Remote island imagery
The florid imagery of this tropical, mythic island provides the backdrop for an epic story. The story is unusual, as the setting suggests, and just as an island can be remote and removed from mainstream life, taking on qualities all its own, this story takes on its own flavor. The island makes an echo-chamber where the characters can be brought to their ultimate forms. They are not held back by normalcy or civilization.
Family imagery
The idea of marriage and family is clear from the beginning of the story. Louis and Emily have a baby boy, and their families are merged, leading to a complex social web of people getting to know each other. In the meantime, single people are trying to find the right person to start a family with, and the whole cast debates how much authority a family should have in the life of a couple.

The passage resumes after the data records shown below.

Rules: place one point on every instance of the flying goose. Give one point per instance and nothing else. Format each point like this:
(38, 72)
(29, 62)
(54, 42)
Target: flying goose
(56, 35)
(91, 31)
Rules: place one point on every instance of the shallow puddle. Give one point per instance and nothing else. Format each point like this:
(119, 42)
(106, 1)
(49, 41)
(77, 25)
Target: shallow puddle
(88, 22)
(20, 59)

Family is both a gift and a dilemma.
Chaos and disorder
If the family and honor systems of the first half of the novel are a portrait of life within the order of society, then the second half of the novel features the imagery of life without that order. This chaotic imagery involves social dilemmas arising from betrayal, cheating spouses, kidnapped children, and ultimately death. These social and natural problems are shown to be powerful and destructive. This imagery shows a force that works against social order, for better and worse.
Morality and social norms
With a cast of characters like this, there is no getting around the problem of judgment. They judge one another for their behavior, and although sometimes that judgment stems from a desire for order, sometimes it derives from disappointment, shame, confusion, anger—all are on the table, especially when people disobey the social norms of their day. Abstractly, the depiction is of morality as a network of social expectations either obeyed or disobeyed.